Since 2017, Marie-José Fortin has been working at the headquarters of the Université du Québec, a network of ten establishments (6 comprehensive universities; 3 specialised schools and 1 research institute) implemented in 60 cities of the province and hosting more than 100 000 students every year. As director of president’s Office, she still embraces the question of economy, regions and development relations while focusing on universities as institutional actor and factor of social change. In this position, she can put into practice the expertise acquired during her ten years at the Université du Québec à Rimouski, as professor and holder of the Canadian Research Chair in Regional and Territorial Development (2007-2017).

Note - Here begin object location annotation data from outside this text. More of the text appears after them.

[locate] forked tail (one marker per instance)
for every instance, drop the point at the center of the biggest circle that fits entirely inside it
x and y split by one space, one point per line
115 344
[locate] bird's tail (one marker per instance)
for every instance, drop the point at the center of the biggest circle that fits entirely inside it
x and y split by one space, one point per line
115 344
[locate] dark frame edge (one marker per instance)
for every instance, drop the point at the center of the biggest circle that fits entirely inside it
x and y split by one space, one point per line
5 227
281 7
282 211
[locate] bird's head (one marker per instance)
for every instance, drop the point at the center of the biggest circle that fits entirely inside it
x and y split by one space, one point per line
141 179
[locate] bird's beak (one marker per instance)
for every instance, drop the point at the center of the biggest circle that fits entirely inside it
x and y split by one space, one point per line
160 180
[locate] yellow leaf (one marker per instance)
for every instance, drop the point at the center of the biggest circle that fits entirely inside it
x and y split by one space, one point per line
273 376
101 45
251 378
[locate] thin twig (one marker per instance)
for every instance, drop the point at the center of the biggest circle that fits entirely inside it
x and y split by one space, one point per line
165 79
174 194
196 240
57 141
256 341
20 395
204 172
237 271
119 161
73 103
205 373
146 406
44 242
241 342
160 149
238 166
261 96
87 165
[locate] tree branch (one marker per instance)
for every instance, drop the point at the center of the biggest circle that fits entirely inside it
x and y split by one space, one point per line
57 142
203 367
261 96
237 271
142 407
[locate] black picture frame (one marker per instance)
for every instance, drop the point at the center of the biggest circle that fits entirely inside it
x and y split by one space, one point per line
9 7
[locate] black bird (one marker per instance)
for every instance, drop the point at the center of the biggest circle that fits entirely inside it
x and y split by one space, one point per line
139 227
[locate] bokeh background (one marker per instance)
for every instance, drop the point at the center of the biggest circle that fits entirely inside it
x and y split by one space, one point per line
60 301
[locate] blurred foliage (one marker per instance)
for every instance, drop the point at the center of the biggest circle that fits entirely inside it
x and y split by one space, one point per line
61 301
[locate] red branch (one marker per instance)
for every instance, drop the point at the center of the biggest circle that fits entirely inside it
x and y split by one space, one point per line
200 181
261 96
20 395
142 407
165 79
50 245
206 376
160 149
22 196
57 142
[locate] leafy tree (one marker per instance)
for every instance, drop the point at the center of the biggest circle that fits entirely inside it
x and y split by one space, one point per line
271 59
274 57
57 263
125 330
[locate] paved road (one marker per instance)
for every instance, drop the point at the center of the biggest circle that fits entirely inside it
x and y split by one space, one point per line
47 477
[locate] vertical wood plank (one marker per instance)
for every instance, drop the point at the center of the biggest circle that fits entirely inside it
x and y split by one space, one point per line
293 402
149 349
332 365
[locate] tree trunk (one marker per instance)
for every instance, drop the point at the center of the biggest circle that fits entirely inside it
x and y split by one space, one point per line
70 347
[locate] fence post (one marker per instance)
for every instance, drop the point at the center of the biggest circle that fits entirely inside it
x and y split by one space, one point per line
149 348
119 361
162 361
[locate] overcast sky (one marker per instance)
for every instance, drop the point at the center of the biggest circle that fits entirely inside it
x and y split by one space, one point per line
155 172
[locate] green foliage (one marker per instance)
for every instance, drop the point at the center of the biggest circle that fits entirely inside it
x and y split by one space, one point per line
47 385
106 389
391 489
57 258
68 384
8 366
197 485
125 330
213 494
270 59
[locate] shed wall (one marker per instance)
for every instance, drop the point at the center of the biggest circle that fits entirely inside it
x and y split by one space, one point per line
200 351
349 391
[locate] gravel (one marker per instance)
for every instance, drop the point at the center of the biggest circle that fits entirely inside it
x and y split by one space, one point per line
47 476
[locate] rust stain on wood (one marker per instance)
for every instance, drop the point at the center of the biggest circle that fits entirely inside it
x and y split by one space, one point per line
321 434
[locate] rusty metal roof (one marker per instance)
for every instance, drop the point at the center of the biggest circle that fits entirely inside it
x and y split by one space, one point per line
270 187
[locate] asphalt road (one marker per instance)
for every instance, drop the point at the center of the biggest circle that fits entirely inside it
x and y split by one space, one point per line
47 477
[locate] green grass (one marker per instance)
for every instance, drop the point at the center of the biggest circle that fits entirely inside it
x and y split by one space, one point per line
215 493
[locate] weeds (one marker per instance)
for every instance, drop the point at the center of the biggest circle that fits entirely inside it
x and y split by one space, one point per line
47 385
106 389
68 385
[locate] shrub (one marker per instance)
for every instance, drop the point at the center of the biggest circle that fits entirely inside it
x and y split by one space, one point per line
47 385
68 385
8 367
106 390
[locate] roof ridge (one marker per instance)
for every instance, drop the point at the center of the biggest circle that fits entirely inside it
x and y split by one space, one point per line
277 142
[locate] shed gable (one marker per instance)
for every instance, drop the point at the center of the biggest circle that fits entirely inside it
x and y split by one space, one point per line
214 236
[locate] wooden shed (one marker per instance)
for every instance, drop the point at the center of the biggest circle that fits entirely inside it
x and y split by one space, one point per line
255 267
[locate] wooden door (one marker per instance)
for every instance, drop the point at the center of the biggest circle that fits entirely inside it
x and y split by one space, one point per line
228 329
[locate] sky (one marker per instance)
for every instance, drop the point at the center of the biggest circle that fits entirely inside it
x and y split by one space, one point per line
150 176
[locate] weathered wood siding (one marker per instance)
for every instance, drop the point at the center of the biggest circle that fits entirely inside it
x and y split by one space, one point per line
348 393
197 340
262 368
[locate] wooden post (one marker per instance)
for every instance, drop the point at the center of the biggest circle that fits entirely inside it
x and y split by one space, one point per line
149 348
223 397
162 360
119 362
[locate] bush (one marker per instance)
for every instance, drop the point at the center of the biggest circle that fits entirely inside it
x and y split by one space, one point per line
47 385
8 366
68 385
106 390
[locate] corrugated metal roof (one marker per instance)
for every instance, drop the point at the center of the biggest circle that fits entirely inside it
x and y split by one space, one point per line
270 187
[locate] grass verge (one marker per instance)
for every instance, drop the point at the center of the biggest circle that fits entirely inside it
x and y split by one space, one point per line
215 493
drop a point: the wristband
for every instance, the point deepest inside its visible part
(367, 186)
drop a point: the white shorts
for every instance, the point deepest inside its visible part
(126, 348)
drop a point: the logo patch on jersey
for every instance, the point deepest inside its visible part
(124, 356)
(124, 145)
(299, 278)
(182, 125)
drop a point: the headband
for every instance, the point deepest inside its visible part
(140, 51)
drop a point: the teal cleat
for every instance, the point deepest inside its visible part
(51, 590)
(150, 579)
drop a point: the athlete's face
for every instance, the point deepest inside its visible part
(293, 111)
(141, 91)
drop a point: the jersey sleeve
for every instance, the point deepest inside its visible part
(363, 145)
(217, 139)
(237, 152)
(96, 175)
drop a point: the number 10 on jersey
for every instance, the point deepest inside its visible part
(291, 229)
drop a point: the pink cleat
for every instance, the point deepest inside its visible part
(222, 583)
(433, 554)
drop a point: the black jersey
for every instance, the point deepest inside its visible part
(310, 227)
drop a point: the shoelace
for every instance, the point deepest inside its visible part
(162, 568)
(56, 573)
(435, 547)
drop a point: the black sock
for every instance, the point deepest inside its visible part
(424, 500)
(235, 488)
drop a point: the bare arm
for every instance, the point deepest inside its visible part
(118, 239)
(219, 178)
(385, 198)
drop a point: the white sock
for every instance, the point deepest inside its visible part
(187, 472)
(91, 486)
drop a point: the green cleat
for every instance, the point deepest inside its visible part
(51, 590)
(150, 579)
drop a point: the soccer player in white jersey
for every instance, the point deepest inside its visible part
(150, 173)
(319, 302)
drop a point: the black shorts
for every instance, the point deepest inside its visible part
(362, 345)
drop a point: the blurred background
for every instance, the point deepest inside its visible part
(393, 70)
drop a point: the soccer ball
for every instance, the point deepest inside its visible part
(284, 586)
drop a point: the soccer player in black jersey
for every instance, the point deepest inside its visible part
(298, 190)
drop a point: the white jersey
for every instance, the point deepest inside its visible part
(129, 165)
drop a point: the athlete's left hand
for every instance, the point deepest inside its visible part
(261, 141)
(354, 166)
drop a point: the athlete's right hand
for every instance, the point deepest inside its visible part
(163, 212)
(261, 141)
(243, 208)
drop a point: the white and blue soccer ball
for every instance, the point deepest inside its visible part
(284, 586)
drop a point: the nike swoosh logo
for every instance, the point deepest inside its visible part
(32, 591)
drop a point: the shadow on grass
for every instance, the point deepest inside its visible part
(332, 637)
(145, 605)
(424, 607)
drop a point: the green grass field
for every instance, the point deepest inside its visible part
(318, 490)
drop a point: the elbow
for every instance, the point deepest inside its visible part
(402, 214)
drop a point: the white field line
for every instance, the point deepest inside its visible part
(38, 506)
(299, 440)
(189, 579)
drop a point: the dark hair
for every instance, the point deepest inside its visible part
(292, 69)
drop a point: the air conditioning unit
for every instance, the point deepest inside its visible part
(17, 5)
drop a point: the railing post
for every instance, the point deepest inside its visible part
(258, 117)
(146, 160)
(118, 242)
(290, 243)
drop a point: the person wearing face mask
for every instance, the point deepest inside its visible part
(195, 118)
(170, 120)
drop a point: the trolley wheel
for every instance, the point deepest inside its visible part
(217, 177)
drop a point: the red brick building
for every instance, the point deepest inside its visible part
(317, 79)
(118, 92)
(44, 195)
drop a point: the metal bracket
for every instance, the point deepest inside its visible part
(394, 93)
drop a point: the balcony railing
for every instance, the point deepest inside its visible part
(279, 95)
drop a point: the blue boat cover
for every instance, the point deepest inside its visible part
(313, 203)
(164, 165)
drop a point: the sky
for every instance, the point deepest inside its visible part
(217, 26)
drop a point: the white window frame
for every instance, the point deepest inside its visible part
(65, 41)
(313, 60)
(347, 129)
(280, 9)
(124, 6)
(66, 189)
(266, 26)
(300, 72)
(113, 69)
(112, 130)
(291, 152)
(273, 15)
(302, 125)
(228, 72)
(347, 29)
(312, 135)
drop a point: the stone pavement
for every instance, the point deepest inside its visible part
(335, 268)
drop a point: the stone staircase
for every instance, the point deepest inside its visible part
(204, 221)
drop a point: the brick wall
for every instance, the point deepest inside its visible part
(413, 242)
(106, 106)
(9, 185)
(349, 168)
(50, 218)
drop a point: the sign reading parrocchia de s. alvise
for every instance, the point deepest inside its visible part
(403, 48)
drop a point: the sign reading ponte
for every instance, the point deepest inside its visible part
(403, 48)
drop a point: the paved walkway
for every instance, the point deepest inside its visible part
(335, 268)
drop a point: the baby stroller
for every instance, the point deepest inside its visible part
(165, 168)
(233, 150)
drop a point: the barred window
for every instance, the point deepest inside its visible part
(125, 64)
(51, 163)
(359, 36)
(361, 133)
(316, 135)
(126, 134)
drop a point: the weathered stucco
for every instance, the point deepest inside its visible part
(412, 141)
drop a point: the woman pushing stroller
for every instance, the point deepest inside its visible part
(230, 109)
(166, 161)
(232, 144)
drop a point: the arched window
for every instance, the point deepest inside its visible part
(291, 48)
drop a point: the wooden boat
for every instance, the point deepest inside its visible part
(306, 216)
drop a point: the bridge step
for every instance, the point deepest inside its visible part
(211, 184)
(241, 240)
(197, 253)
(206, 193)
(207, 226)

Mario Polèse is professor emeritus at INRS, a research university, Centre Urbanisation Culture Societé in Montreal. He has written extensively on issues of urban and regional economic development. Books authored or coauthored include The Wealth and Poverty of Cities (Oxford University Press); The Wealth and Poverty of Regions (U. of Chicago Press); Économie urbaine et régionale (Economica, Paris) now in its 4th edition; Connecting Cities with Macroeconomic Concerns (World Bank); The Social Sustainability of Cities (U. of Toronto Press). Mario Polèse has acted as an advisor to municipal, provincial, federal, and international agencies. He has held research and teaching positions in the United States, Latin America, Switzerland, Spain, and France.
Whatever Happened to Uneven Development?
Jamie Peck is Canada Research Chair in Urban & Regional Political Economy and Professor of Geography at the University of British Columbia, Canada, where he is a Distinguished University Scholar. With long-term research interests in urban restructuring, geographical political economy, labor studies, the politics of policy formation and mobility, and economic geography, his current research is focused on the political economy of neoliberalization and capitalist transformations in South China. Jamie Peck’s recent books include Doreen Massey: critical dialogues (2018, Agenda, coedited with Marion Werner, Rebecca Lave and Brett Christophers); Offshore: Exploring the worlds of global outsourcing (2017, Oxford University Press); and Fast Policy: Experimental statecraft at the thresholds of neoliberalism (2015, University of Minnesota Press, with Nik Theodore).
Mia Gray is an economic and social geographer at Cambridge University. Her current research explores the politics and the distributional effects of austerity. She examines the intertwining of the economic, social and political effects on the local decisions around austerity and the shaping of the local state. This project highlights the uneven nature of the budget cuts, the political coalitions surrounding funding change, and the institutional mechanisms which promote change in policy priorities in the UK, the US, and Canada. She is also one of the editors of the Cambridge Journal of Regions, Economy and Society.